Algunas viudas de escritores que los sobrevivieron han publicado textos y confesiones que, de estar vivos sus consortes, habrían quedado en fuera del alcance del público.

8 de enero de 2001

Un día de 1971 la Universidad de Oxford le entregó a Jorge Luis Borges el título honoris causa. Esa tarde alguno de sus admiradores le mencionó el libro El tamaño de mi esperanza que él había escrito en 1926.

Borges aseguró que dicho texto no existía y le recomendó a su interlocutor que desistiera de su intención de buscarlo. Al otro día un estudiante le contó a Borges que él sabía dónde estaba el libro. Borges, alarmado, acudió a María Kodama, quien más tarde se convertiría en su esposa, y le dijo: “¡Qué vamos a hacer María, estoy perdido!”.

Nadie tuvo conocimiento real del libro a excepción de unas cuantas fotocopias, muchas veces piratas, que se rotaron entre personas que creían ser privilegiadas por tener acceso a ellas. Lo anterior lo cuenta la propia Kodama años después de la muerte de Borges, precisamente en el prólogo de El tamaño de mi esperanza, libro que Borges nunca quiso dar a conocer, aunque su viuda no vio inconveniente para hacerlo. “Creo que los lectores se alegrarán de que la obra exista”, dice Kodama. Y seguramente ha sido así pero muy a pesar de la voluntad de su autor, pues consideraba que la calidad literaria no ameritaba su divulgación.

Casos similares son numerosos en la historia de la literatura. Para no ir muy lejos la primera esposa de Julio Cortázar, Aurora Bernárdez, publicó hace algunos meses, cuando el escritor cumplió 15 años de muerto, las cartas que escribió autor de Rayuela entre 1937 y 1963. Según ella, una recopilación fundamental para comprender a Cortázar: “Imposible excluirlas del cuerpo de la ‘obra’; pese a su espontaneidad y, a veces, a su carácter circunstancial, forman el revés de la trama de la vida y la escritura del autor”.

Obviamente este tipo de publicaciones complace a los más fervientes seguidores del escritor, pues da la posibilidad de escudriñar en los más íntimos detalles de su vida. Pero ¿acaso él quiso que así fuera? Muchos críticos se han mostrado en desacuerdo con estas publicaciones, además, por la manipulación que cartas, cuentos o novelas puedan sufrir en el proceso de edición. También por el criterio de selección que los compiladores puedan tener de acuerdo con su interés.

Tal como sucedió con Clara Aparicio, la viuda de Juan Rulfo, quien publicó las cartas de amor que él le escribió cuando eran novios.

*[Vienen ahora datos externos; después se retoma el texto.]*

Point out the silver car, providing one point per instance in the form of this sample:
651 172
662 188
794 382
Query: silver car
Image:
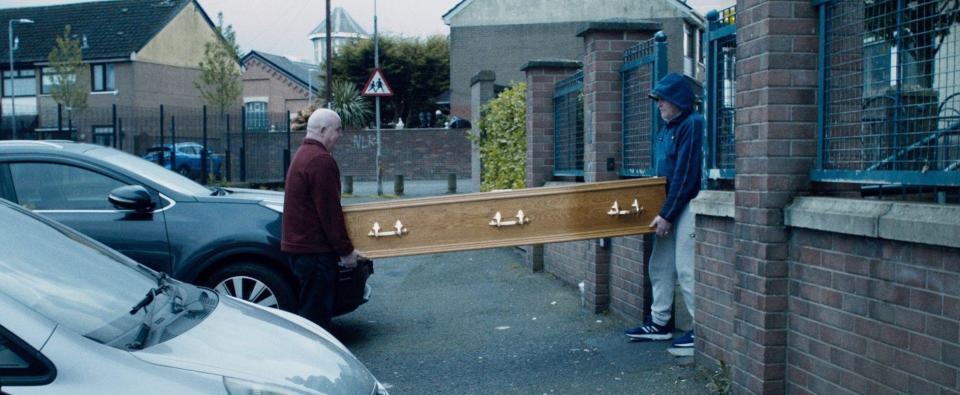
79 318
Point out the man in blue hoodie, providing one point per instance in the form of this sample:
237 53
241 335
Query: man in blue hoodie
678 156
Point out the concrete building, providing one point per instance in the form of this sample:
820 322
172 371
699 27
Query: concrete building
343 30
502 36
142 53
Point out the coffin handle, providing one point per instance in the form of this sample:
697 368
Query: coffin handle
635 209
521 219
398 230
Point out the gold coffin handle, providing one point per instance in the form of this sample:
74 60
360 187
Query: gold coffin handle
521 219
398 230
635 209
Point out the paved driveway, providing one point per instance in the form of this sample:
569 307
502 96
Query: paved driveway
482 323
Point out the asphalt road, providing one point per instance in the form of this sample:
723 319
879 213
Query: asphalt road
480 322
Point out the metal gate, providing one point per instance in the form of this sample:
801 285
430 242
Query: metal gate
720 42
643 65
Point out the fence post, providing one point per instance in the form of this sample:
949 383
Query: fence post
116 135
659 71
243 144
226 154
120 133
204 167
160 155
348 185
711 102
173 145
398 185
286 152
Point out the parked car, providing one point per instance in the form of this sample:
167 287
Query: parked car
227 239
79 318
188 159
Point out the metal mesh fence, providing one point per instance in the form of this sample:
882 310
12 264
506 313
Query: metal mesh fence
639 73
721 94
891 108
568 126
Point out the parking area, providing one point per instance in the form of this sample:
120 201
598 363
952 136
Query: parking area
479 322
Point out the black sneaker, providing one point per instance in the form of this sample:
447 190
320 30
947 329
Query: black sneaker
649 331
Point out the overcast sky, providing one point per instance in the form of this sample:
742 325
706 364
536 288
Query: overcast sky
281 26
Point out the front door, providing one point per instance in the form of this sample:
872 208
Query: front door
77 197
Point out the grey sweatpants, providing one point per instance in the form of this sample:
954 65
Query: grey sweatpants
672 260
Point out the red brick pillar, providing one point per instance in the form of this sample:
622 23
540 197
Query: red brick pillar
602 92
776 144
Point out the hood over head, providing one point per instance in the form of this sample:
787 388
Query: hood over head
675 89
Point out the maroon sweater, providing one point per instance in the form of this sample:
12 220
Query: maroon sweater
312 215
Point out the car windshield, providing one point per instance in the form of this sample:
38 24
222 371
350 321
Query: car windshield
150 170
69 279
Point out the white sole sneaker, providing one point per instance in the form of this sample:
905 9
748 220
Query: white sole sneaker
667 336
681 352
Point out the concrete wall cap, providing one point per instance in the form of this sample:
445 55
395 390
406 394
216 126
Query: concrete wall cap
483 75
552 64
935 224
618 25
848 216
714 204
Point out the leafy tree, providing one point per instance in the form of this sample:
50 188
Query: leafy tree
66 60
417 70
503 141
219 80
347 102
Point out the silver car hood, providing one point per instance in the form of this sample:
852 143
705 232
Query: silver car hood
249 342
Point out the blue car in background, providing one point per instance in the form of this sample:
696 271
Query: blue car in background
188 159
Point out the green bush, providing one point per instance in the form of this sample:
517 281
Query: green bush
503 141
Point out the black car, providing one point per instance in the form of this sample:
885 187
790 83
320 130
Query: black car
227 239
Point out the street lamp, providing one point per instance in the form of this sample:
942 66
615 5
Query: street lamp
310 86
13 95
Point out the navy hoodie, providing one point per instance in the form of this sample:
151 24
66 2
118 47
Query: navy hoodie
678 146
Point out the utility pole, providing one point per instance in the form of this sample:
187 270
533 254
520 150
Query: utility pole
13 90
376 65
329 59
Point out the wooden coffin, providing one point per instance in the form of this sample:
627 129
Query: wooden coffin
507 218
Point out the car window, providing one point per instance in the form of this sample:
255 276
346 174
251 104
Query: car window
20 364
150 170
55 186
68 278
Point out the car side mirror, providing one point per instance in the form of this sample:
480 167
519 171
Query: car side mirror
131 197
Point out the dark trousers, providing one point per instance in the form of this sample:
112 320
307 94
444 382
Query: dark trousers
317 274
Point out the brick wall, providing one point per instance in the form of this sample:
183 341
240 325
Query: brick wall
629 283
417 154
872 316
715 277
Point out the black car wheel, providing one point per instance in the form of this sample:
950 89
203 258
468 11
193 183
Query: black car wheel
254 283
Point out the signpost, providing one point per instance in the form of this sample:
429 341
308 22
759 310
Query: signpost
377 86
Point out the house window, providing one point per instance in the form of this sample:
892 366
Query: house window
103 135
103 77
257 116
24 83
48 79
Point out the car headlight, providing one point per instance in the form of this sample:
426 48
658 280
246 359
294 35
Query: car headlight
380 390
243 387
275 206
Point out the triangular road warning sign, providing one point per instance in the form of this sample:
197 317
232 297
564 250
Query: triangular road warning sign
377 85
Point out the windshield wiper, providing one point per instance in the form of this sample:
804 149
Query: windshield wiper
163 286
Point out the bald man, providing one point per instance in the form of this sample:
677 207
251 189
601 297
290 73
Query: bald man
314 233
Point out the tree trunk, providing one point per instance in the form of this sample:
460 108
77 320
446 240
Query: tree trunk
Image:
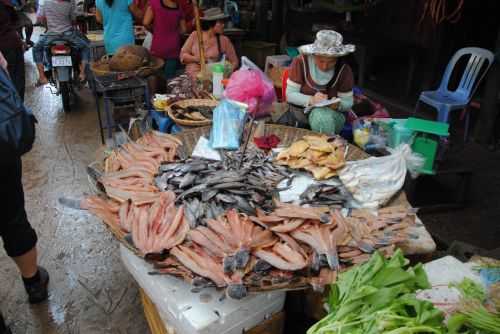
489 102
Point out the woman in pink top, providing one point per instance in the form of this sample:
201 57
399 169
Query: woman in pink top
216 45
166 19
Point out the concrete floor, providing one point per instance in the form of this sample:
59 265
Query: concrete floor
90 290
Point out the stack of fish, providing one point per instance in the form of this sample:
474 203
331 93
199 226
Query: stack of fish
130 170
153 228
320 155
208 188
293 244
324 194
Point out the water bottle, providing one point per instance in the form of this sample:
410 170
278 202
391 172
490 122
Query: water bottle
217 76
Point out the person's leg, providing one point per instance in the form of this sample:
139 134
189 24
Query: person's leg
3 327
19 237
38 55
28 30
15 60
81 43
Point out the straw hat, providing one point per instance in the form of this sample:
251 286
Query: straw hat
328 43
214 14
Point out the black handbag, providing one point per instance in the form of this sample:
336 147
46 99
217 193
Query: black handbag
17 123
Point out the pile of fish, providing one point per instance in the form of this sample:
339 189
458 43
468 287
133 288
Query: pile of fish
153 227
290 245
130 169
208 188
320 155
192 113
218 223
324 194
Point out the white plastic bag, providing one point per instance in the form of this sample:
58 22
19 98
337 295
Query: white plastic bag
373 181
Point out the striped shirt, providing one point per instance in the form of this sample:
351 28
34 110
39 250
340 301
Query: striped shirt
59 14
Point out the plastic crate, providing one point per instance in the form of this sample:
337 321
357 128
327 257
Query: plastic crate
207 312
398 133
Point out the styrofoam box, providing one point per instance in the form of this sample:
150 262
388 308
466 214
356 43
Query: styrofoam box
441 273
205 312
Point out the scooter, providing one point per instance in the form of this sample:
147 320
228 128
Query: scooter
63 71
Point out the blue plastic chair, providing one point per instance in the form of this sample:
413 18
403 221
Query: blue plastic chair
445 100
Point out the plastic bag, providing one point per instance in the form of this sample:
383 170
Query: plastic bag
373 181
228 124
148 40
251 86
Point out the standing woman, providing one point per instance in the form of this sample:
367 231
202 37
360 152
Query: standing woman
215 44
165 19
117 17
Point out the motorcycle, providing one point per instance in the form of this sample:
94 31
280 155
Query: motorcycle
63 71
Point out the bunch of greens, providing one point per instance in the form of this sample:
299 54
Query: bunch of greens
472 316
378 297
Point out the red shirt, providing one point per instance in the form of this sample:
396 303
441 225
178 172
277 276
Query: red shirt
166 42
188 10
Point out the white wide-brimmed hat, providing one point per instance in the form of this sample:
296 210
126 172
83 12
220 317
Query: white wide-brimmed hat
214 14
328 43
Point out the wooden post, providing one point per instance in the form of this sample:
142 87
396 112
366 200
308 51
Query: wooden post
261 19
489 107
277 20
199 34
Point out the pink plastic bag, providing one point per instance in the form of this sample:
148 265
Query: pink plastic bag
248 86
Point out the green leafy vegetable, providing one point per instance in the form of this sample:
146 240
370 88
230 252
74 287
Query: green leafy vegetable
378 297
472 315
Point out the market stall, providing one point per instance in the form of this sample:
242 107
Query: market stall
158 173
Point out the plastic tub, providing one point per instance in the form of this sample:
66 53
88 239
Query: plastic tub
397 133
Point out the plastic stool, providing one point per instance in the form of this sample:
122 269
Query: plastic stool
163 122
277 61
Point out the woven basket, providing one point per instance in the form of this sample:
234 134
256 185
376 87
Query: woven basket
101 68
191 103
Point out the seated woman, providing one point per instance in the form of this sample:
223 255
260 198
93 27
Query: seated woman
318 74
216 45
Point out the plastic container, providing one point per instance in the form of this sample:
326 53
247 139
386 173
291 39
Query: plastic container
399 133
205 312
217 77
426 142
162 122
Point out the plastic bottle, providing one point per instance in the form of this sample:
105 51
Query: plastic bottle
217 76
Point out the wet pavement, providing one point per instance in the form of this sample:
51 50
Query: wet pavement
90 290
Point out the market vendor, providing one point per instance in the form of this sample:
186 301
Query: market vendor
320 73
216 45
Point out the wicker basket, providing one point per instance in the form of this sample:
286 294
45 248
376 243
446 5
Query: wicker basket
101 68
191 103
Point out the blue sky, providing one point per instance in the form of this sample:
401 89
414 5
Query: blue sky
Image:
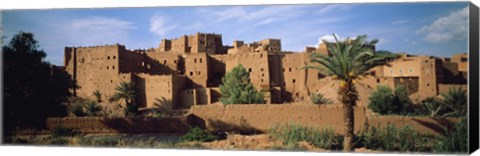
439 29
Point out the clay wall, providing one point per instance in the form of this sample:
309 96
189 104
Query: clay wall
158 91
196 69
132 61
180 45
96 68
260 117
462 61
217 69
256 64
163 63
97 125
443 88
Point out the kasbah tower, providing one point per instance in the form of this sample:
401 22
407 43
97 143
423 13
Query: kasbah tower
187 71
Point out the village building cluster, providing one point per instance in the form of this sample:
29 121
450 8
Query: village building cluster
187 71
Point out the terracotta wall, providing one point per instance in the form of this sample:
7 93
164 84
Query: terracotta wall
259 117
121 125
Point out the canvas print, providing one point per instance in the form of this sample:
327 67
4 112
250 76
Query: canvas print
359 77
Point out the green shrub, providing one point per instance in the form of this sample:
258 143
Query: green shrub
198 134
132 110
318 98
98 95
391 138
385 101
401 100
454 140
236 88
61 131
292 133
455 102
58 140
92 109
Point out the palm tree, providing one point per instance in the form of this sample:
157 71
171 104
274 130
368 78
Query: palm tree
348 61
125 91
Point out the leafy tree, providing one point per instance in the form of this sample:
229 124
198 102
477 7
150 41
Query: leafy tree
33 88
236 89
455 100
126 91
318 98
401 99
384 101
98 95
92 108
381 101
348 61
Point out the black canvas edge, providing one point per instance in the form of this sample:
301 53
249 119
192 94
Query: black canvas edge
473 111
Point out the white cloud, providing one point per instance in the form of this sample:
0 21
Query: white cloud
231 13
399 22
94 30
159 25
333 7
448 28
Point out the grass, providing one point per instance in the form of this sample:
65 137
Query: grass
292 133
391 138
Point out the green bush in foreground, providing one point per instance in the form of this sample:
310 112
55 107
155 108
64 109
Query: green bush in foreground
385 101
454 140
318 98
391 138
200 135
292 133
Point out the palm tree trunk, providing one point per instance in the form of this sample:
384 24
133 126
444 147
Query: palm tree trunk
348 96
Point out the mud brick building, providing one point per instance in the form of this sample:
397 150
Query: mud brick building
187 71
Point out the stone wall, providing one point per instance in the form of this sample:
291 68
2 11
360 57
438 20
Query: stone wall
259 117
121 125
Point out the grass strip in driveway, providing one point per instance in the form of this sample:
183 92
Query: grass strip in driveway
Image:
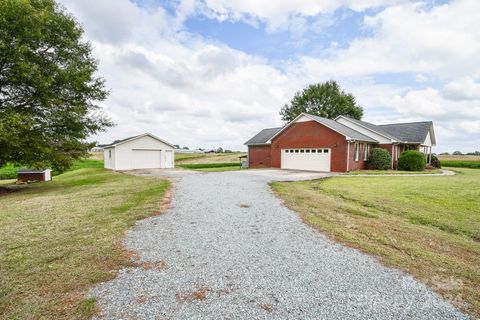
426 226
60 238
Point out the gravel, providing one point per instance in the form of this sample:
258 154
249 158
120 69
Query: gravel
227 248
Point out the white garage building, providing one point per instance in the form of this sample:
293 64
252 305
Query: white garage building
144 151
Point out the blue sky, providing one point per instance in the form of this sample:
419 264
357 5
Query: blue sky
210 73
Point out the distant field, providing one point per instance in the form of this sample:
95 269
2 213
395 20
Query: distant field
462 161
182 158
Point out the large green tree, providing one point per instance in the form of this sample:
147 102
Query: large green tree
326 100
48 88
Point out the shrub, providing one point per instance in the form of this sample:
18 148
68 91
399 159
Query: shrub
411 161
380 159
435 162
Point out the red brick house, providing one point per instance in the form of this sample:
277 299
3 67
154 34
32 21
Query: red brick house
319 144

Para cualquier lector ese testimonio mostrará un amor desmedido de Rulfo por ella. Pero allí no quedó registrada la aventura que el autor de Pedro Páramo sostuvo con su amante argentina ni la lamentación por no haber huido con ella en determinado momento de su vida. Seguramente Aparicio jamás querrá publicar algo que dé fe de ello.

“Un escritor exitoso no sólo debe buscar, como cualquier mortal, una compañera amorosa y compatible con su carácter sino, además, discreta y resignada luego en su papel de viuda”, asegura Jaime Alberto Vélez, profesor de la Universidad de Antioquia, en un artículo publicado recientemente en la revista elmalpensante.

Vélez destaca el caso de Sofía Andreevna, quien estuvo muy cerca de la redacción del diario de su esposo, León Tolstoi, para luego de su muerte tergiversarlo y añadirle datos “que el autor creía consignados para siempre”. También ocurren casos como el de Georgette Vallejo, viuda del poeta peruano César Vallejo, quien se convirtió en un dolor de cabeza para los editores. Luego de sobrevivirlo más de tres décadas fue dando a conocer paulatinamente textos y textos que cada vez sorprendían más a quienes se propusieron establecer de manera definitiva la obra completa del poeta.

El ejemplo contrario fue el de Martha Marcovaldi, esposa de Robert Musil, quien, una vez muerto su esposo, facilitó todo lo que de él tenía para que se publicara de manera póstuma lo que los editores creyeran pertinente. “La viuda es como una araña negra que no cesa de tejer mitos sobre la posteridad”, dice el escritor R H. Moreno-Durán.